The real estate analysis company’s Home Price Index, which measures price appreciation across 640 core-based statistical areas, increased only 0.2 percent in October on a month-to-month basis when compared to September. This gain appears minimal when compared with the 2 percent monthly gains seen in the spring, but it represents the biggest monthly gain for October since 2006.
“In terms of home price appreciation, the housing market appears to be catching its breath as we head into the final months of 2013,” said Anand Nallathambi, president and CEO of CoreLogic. “The deceleration in month-on-month trends was anticipated as strong gains in home prices over the spring and summer slow in line with normal seasonal patterns and the impact of higher mortgage interest rates.”

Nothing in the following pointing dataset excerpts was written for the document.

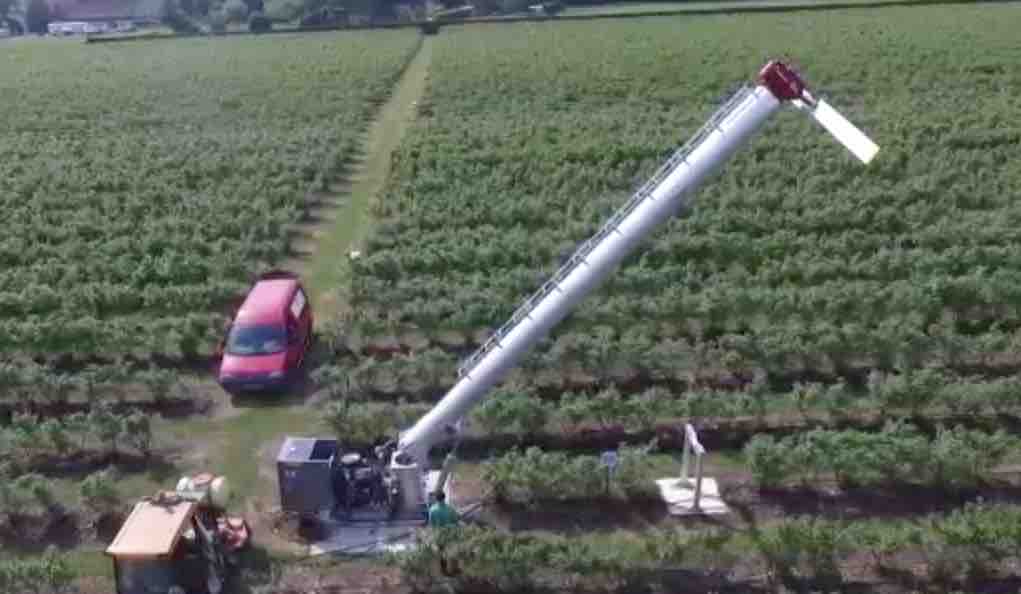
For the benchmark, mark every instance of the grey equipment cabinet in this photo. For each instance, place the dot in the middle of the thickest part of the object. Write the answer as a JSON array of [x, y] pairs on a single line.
[[304, 473]]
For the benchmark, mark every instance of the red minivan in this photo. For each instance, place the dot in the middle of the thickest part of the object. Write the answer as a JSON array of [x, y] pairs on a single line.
[[269, 337]]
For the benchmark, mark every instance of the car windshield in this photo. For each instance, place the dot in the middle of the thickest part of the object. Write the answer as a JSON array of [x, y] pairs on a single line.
[[255, 340]]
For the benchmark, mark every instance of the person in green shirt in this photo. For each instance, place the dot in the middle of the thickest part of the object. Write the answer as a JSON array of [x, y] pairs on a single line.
[[442, 515]]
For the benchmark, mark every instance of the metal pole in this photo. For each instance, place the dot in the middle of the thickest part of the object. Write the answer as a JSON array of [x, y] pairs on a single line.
[[696, 507], [684, 460]]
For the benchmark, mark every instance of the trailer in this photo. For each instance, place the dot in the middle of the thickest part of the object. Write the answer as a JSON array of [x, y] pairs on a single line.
[[399, 469]]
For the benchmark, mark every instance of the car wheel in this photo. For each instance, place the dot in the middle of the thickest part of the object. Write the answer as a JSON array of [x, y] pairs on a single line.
[[214, 585]]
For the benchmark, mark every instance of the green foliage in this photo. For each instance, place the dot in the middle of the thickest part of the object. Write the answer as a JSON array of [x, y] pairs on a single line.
[[29, 436], [363, 423], [898, 454], [769, 461], [138, 432], [534, 476], [46, 574], [99, 490], [171, 235], [512, 410], [258, 22], [786, 273], [803, 553]]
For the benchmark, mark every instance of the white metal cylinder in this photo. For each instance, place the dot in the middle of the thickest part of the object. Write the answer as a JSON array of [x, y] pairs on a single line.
[[728, 135]]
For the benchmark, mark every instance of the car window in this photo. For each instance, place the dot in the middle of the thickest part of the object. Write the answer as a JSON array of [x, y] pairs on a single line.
[[298, 304], [255, 340]]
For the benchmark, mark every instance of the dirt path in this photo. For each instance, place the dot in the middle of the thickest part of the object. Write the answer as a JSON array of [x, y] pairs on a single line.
[[340, 218]]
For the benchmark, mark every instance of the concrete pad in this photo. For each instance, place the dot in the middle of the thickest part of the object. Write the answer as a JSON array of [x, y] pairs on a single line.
[[680, 496], [369, 532], [369, 538]]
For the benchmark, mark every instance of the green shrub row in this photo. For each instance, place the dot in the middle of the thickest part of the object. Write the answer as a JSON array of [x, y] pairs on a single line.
[[47, 574], [897, 454], [29, 436], [533, 475], [804, 553]]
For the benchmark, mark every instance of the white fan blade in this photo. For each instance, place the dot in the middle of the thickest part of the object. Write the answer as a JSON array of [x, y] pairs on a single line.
[[844, 132]]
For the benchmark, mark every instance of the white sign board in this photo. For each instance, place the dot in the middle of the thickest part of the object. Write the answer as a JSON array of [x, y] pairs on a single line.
[[610, 459]]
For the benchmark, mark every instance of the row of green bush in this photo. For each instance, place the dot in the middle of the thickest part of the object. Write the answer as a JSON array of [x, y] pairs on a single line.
[[533, 475], [806, 553], [46, 574], [898, 454], [28, 436]]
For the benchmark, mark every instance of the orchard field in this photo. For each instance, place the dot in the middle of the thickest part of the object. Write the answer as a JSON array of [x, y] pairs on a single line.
[[143, 186], [797, 264], [846, 336]]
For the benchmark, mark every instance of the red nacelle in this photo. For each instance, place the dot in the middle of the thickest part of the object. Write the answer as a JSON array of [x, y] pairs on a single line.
[[270, 336]]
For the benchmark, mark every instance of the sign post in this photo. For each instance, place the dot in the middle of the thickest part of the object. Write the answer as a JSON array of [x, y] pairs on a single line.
[[610, 459]]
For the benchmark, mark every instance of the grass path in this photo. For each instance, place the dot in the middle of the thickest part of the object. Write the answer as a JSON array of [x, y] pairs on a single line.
[[241, 439], [244, 440], [335, 234]]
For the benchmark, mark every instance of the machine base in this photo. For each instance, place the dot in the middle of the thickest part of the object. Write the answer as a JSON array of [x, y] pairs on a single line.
[[370, 532], [680, 496]]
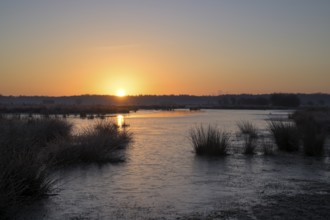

Despite slow monthly gains, the annual HPI was much stronger. CoreLogic reported a 12.5 percent increase in home prices in October when compared to the previous year. Without factoring in sales of distressed homes, the rise was only 11 percent, further evidence for the attribution of price appreciation to a shortage of available homes.
The highest annual price increase was seen in Nevada - 25.9 percent over October 2012. California ranked second with 22.4 percent growth, followed by Georgia, taking the third spot with 14.2 percent appreciation. Even though Nevada led the pack on this HPI, the gains were still 40.7 percent short of the state’s 2006 peak. Georgia was within two percentage points of its peak for the past 35 years.
Strength in sales
CoreLogic also reported that home sales rose 10 percent annually in October.
This increase was a climb to a seasonally adjusted sales pace of 5.2 million homes and is part of a 22-month trend of sales gains, indicating continued recovery of the housing market. Home resales were the biggest contributor to sales growth, increasing 21 percent. New home sales rose 8 percent.
The sale of Real-estate owned homes dropped 22 percent, and short sales declined 27 percent.
Sales of distressed homes were only responsible for 15 percent of total sales in October, the lowest proportion since February 2008. In 2012, distressed sales accounted for 21.8 percent of total sales. The highest number of distressed sales came from Nevada, which saw a 33.8 percent annual increase.